Letting $\varepsilon \to 0$ in proofs

Question

I've seen proofs regarding supremum and infimum of bounded sets in $\mathbb{R}$ involving an arbitrary $\varepsilon > 0$ and 'hard' inequalities (not necessarily strict, but hard to manipulate algebraically and wrt ordering). Most of what I saw involves the argument "letting $\varepsilon \to 0$" and I'm kind of baffled. Why is this logically valid?

For context, consider this proof showing that $\sup(\frac{1}{A}) = \frac{1}{\inf A}, \inf A > 0$ (Please check if the steps are correct).
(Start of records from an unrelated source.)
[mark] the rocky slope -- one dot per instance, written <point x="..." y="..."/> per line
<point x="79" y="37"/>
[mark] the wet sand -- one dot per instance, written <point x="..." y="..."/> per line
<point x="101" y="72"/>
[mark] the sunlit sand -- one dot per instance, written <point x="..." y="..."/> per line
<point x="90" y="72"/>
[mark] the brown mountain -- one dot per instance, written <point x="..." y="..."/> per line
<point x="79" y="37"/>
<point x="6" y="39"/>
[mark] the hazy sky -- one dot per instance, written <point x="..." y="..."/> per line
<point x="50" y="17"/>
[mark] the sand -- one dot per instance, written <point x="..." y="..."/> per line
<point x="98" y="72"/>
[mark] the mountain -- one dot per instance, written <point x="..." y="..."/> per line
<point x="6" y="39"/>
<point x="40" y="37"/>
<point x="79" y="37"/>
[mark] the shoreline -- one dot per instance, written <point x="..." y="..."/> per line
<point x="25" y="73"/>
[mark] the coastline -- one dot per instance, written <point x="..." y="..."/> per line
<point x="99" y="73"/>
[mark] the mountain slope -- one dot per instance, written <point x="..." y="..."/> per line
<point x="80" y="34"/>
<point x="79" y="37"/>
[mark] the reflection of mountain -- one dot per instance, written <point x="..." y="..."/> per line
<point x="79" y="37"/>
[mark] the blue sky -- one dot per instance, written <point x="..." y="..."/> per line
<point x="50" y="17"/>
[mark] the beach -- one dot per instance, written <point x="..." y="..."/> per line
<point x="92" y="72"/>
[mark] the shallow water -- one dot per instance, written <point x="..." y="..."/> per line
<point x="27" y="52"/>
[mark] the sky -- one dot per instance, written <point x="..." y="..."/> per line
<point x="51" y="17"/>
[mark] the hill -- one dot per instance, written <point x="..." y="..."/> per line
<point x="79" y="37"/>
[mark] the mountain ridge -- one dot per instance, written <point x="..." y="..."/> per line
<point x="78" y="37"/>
Proof. $\sup(\frac{1}{A}) \leq \frac{1}{\inf A}$ is easy to show. Now for $\sup(\frac{1}{A}) \geq \frac{1}{\inf A}$,

Let $\varepsilon > 0$. Then $\exists x_{\varepsilon} \in A$ such that $\inf A + \varepsilon > x_{\varepsilon}$. Then $\frac{1}{\inf A + \varepsilon} < \frac{1}{x_{\varepsilon}} \leq \sup(\frac{1}{A})$. Letting $\varepsilon \to 0$, $\frac{1}{\inf A} \leq \sup(\frac{1}{A})$.

Answer 1

You have proven the following:

$$\forall \epsilon > 0: \frac{1}{\inf A + \epsilon} \le \sup\left(\frac{1}{A}\right)$$

Now, appeal to the following: if $f(x) \le g(x)$ for all $x$ in a neighborhood of $a$, then $$\lim_{x \to a}f(x) \le \lim_{x \to a}g(x)$$ (provided the limits exist).
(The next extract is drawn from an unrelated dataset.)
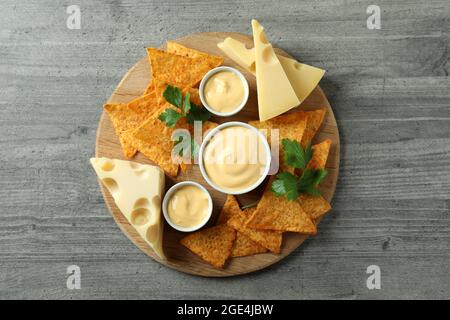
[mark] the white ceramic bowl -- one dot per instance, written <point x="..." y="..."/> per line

Taking $f(\epsilon) = 1/(\inf A + \epsilon)$ and $g(\epsilon) = \sup(1/A)$ (constant function), you get the desired result.

Answer 2

That works because if a function $f$ is such that $f(x)\leqslant M$ for some constant $M$ and if $\lim_{x\to a}f(x)$ exists, then $\lim_{x\to a}f(x)\leqslant M$. This is so because, if $l=\lim_{x\to a}f(x)$ and if $l>M$, then there is some $\delta>0$ such that $|x-a|<\delta\implies\left|f(x)-l\right|<l-M$. But then, if $|x-a|<\delta$,$$l-f(x)=-\bigl(f(x)-l\bigr)\leqslant|f(x)-l|<l-M,$$ and therefore $f(x)>M$. But we are supposing that we always have $f(x)\leqslant M$.

So, in that situation that you have described, since$$(\forall\varepsilon>0):\frac1{\inf(A)+\varepsilon}\leqslant\sup\left(\frac1A\right),$$then$$\frac1{\inf(A)}=\lim_{\varepsilon\to0}\frac1{\inf(A)+\varepsilon}\leqslant\sup\left(\frac1A\right).$$